This might be an easy thing to do, but I haven't figured out a good way to do it.
I have a database input that runs a query for all open tickets in my helpdesk and indexes the full dump every hour. The timestamp is the time that the query was run. This allows me to do things like a timechart showing the number of open tickets each hour over time.
But I also want to run searches on just the most recent dump to answer questions like, "Which technician has the most open tickets right now?" or "List all open tickets that were created over 4 hours ago". I have to be sure that the fields for the ticket represent the most recent data and doesn't include tickets from previous dumps that might have been closed and thus missing from the most recent dump.
I know how to get this info if I can limit the search to just the latest dump of the data. but because of the way it's timestamped, I'm not sure how to limit the search to leave out tickets that exist in previous dumps. The dirty way I've found is to try to set the earliest / latest times trying to catch a single dump in the range, but if the frequency of the updates is increased, I'd have to change my searches.
As long as I can get the data for the latest data dump, I can create all the searches necessary to extract Created_time, Responded_time, etc. I just need to make sure that I'm only looking at the newest data.
I am trying to do the same thing. I'm not sure this is the best solution, but I used a subsearch to find the latest index time of the data and then used that in the main search.
index=myIndex sourcetype=mySourceType report=myReport [|search index=myIndex sourcetype=mySourceType report=myReport | stats latest(_time) as earliest]

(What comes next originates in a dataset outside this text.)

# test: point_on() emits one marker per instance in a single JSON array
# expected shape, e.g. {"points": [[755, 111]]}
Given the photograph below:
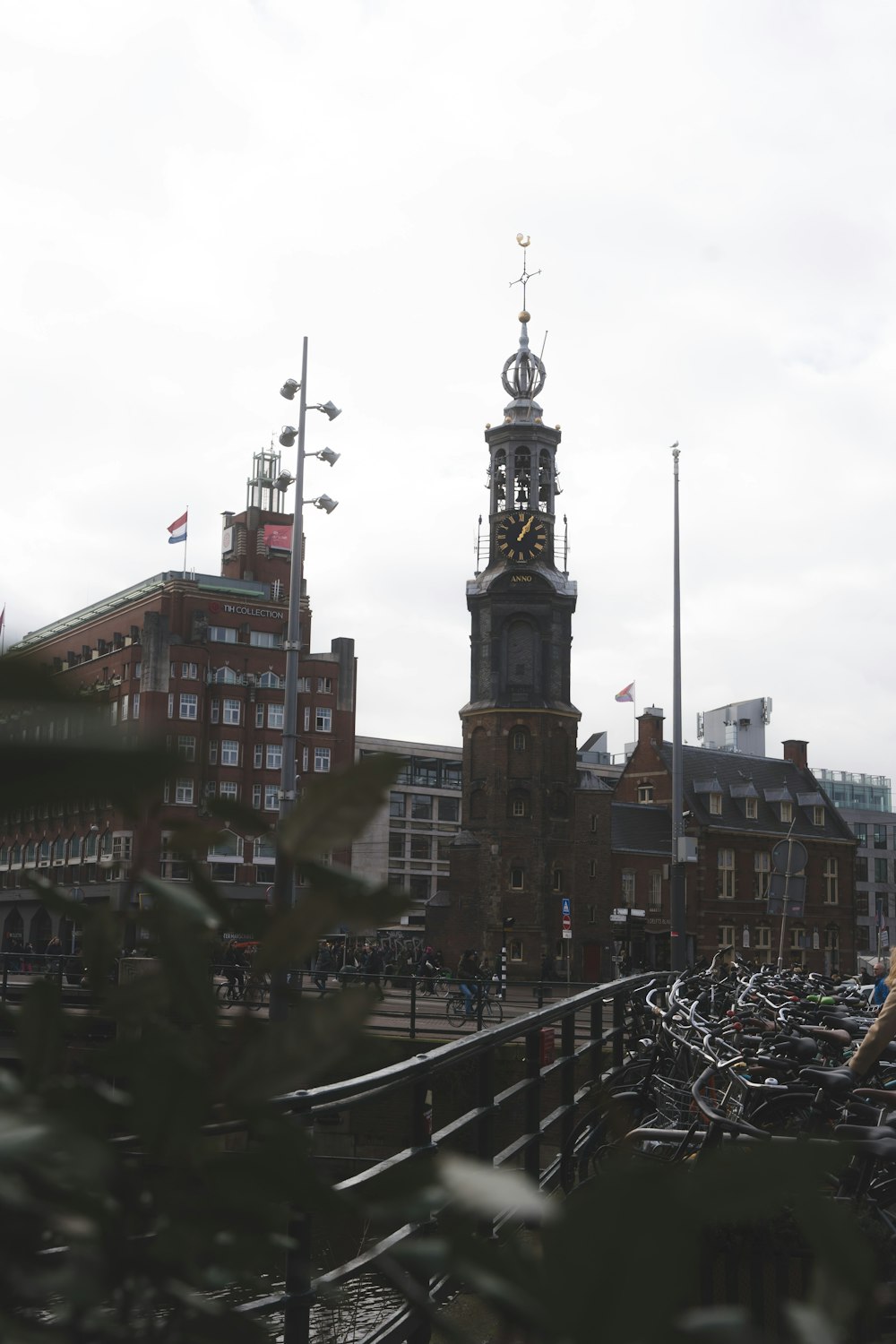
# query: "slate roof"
{"points": [[640, 828], [772, 781]]}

Hopefully the dedup works, but we couldn't get it working. We always found some new scenario where dedup "found" the wrong ticket (not the latest one, but something else). We gave up and now we dump all the tickets every 5 minutes (yes it's crazy), then we add current time to the event (we name it as INDEX_TIME) and finally we have this in our search: | eventstats max(INDEX_TIME) as last | where INDEX_TIME=last
Now we are trying to figure out how to get rid of the events where INDEX_TIME older than 1 hour in order to keep the dashboard as quick as possible. We set the index freeze time to 1 hour, but doesn't work as we expected...
All in all our setup works, but we hope to find more efficient way. Basically we need the solution where the search finds always the latest update of the ticket. And the ticket source is relational DB...
No need to add a field
INDEX_TIME, just use the existing field
_indextime provided by Splunk out of the box.
You're dumping a DB into Splunk every five minutes and want to delete it after an hour? Consider using the DB live as it is through
If you absolutely have to do it like this, consider reducing
maxHotSpanSecs for that index to something under an hour, that enables a frequent freezing of old buckets.